Albayalde elated by UP exec’s OK of guard’s training by PNP

August 30, 2019

SAYING it’s a ‘good sign,’ Philippine National Police chief, General Oscar D. Albayalde yesterday welcomed reports that a University of the Philippines official had expressed openness to suggestions that police train their security officers.

“That’s a good sign, at least they admit na talagang mayroong problema doon because no less than the chair of the CHED  had already said na talagang may problema doon sa loob especially proliferation of illegal drugs,” the country’s top cop said.

He issued the remark as U.P. Vice President for Public Affairs Elena E. Pernia was quoted as saying she is open to the idea of having their police force undergo training by the PNP in order  to strengthen their capabilities in investigating and addressing crimes taking place in their campus.

According to Gen. Albayalde, he himself had received reports about petty crimes taking place in areas like the U.P. Los Baños in Laguna.

“So how can they monitor? They were not even intelligence-trained.. itong mga tao na ito (U.P. Police), they don’t even have police power to investigate and to file cases. Kailangan talaga nila ang tulong natin doon,” he said.

The PNP chief also supported the opinion of Commission on Higher Education chairman, Dr. Prospero De Vera, to review the 30-year old agreement between the Department of National Defense and U.P. that sets rigid conditions for access of government security forces into U.P. campuses.
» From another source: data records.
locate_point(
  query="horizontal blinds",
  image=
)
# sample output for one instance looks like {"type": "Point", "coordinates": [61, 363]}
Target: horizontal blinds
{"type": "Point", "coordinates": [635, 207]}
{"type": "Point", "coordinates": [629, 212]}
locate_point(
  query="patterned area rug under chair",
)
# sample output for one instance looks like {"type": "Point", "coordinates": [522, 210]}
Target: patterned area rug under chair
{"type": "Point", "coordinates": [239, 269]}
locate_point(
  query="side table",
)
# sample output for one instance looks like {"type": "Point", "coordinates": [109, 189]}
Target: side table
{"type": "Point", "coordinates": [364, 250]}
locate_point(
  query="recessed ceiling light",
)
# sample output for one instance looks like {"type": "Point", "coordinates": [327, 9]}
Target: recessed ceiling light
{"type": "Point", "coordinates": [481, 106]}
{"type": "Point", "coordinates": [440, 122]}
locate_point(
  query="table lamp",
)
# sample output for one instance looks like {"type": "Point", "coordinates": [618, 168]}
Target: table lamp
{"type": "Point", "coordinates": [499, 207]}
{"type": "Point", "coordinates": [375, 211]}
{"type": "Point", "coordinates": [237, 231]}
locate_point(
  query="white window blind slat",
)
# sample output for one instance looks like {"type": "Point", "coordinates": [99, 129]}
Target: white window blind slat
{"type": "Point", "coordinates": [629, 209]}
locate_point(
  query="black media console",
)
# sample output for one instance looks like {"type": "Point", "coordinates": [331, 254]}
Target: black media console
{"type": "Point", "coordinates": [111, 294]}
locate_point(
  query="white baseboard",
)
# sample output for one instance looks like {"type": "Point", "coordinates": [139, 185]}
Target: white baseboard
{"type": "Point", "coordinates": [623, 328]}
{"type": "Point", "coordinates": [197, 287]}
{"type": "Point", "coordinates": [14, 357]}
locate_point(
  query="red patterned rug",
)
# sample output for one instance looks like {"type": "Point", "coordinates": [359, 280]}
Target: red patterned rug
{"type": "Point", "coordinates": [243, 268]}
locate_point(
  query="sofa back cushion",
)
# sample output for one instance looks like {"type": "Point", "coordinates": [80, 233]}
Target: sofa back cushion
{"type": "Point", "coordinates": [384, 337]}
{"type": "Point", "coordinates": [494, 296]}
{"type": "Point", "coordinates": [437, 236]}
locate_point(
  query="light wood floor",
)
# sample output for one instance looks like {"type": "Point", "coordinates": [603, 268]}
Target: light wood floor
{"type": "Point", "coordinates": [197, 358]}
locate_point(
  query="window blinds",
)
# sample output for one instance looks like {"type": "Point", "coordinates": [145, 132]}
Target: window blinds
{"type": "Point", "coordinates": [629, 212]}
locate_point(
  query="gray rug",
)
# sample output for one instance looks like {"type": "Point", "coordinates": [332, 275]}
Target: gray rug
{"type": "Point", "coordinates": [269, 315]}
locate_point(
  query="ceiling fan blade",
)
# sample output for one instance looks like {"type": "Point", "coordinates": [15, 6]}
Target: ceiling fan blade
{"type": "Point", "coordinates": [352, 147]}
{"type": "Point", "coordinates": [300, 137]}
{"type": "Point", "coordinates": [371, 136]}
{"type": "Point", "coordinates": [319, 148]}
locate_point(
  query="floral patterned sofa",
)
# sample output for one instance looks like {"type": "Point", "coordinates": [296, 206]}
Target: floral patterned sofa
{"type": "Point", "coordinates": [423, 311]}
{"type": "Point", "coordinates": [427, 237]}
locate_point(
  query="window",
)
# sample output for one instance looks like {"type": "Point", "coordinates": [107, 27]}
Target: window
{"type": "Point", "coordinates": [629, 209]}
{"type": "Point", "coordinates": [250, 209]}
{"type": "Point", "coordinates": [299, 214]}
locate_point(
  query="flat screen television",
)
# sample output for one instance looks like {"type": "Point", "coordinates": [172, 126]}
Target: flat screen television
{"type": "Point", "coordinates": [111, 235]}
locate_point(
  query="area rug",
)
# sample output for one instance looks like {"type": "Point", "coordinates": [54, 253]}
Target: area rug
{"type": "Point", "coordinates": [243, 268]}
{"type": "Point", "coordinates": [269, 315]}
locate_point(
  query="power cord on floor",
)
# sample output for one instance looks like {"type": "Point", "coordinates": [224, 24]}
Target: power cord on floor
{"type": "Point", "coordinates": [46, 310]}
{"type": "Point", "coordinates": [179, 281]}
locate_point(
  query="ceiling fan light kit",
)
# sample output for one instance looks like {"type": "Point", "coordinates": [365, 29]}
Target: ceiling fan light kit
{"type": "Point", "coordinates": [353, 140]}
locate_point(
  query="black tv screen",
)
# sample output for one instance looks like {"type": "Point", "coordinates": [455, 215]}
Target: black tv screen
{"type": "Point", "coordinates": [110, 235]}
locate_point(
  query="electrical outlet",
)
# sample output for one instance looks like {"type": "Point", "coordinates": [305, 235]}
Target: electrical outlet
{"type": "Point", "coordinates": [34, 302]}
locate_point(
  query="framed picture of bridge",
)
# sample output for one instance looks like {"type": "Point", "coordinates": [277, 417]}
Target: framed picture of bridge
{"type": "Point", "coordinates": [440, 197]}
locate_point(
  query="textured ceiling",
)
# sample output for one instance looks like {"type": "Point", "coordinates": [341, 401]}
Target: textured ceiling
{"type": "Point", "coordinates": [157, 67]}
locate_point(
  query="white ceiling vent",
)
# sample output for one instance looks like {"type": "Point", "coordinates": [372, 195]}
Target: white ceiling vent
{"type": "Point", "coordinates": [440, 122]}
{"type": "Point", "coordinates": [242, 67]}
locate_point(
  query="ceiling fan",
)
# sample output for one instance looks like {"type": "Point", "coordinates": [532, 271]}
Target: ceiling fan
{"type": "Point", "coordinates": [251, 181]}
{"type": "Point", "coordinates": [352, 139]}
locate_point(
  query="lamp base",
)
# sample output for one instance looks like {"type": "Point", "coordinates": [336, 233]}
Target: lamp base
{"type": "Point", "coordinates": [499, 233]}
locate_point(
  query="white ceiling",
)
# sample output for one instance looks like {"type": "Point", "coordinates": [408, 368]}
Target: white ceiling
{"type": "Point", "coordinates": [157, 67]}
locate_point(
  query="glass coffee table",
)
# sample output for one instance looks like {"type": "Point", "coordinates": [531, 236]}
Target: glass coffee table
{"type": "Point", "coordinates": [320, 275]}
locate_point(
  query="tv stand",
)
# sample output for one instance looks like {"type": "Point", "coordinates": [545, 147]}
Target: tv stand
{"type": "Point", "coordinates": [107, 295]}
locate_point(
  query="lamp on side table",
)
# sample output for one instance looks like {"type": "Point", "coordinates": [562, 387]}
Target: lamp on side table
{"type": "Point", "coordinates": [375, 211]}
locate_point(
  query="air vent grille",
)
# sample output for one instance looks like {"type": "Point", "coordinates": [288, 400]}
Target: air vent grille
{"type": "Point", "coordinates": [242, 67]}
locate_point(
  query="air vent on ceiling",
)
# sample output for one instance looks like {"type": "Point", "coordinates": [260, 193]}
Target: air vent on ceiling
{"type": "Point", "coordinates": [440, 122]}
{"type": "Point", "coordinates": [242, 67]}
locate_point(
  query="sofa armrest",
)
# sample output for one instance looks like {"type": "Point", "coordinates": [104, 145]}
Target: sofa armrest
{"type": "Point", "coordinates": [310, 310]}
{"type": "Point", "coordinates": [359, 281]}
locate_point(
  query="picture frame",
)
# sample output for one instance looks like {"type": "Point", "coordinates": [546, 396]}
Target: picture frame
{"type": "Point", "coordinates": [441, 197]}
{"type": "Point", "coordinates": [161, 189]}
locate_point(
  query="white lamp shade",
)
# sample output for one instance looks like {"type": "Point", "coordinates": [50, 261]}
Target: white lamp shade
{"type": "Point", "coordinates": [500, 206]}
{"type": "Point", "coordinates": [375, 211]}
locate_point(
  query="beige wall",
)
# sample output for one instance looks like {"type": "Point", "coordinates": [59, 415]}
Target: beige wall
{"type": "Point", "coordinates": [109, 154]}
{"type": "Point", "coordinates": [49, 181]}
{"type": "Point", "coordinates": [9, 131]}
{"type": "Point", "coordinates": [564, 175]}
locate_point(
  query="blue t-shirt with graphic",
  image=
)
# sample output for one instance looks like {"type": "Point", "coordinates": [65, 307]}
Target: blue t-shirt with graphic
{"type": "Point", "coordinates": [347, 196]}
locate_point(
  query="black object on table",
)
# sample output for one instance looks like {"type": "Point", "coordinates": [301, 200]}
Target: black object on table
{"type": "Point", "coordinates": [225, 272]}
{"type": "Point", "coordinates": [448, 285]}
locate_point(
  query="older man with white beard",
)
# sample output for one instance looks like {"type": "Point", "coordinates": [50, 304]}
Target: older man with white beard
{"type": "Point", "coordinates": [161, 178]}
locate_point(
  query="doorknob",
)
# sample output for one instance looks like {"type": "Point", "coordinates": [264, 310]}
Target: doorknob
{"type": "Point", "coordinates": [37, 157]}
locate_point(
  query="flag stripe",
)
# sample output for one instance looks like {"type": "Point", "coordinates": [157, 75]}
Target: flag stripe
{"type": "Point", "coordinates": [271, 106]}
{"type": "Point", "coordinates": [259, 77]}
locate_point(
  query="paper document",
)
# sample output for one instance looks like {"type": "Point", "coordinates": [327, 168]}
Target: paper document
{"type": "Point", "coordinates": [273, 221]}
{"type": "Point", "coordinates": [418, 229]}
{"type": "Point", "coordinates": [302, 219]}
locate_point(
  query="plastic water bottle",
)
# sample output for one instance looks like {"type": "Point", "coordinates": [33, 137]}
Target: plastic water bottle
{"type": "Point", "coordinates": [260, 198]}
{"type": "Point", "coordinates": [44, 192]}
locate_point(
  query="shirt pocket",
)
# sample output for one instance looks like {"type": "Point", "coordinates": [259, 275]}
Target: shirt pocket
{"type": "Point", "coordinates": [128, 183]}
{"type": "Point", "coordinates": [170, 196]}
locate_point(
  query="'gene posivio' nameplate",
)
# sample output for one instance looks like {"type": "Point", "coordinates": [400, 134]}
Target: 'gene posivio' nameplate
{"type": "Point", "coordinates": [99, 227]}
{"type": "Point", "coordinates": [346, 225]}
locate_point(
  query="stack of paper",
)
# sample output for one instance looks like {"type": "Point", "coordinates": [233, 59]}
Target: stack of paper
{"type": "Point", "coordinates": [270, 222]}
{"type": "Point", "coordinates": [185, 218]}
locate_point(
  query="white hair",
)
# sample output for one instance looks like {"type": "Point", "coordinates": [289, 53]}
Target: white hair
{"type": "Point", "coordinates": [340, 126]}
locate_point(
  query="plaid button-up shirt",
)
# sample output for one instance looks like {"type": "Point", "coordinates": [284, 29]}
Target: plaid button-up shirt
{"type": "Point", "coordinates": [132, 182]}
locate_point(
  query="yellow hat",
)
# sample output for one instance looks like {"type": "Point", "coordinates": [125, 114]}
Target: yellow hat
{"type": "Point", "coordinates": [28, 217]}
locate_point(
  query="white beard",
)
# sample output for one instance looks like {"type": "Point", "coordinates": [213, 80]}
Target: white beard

He specifically agreed with the CHED chairperson who cited the “prevalence of the drug problem” in the state university and its police force’s inability to handle crime and extremism in campus.

“We should not expect those in the academe to become policemen. They don’t have the skills, they don’t have the training and maybe what the media should investigate is what is the capability really of the UP Police to handle the drug problem inside the campus because there are portions of the UP campus identified as areas where there is a prevalence of drugs,” de Vera had said.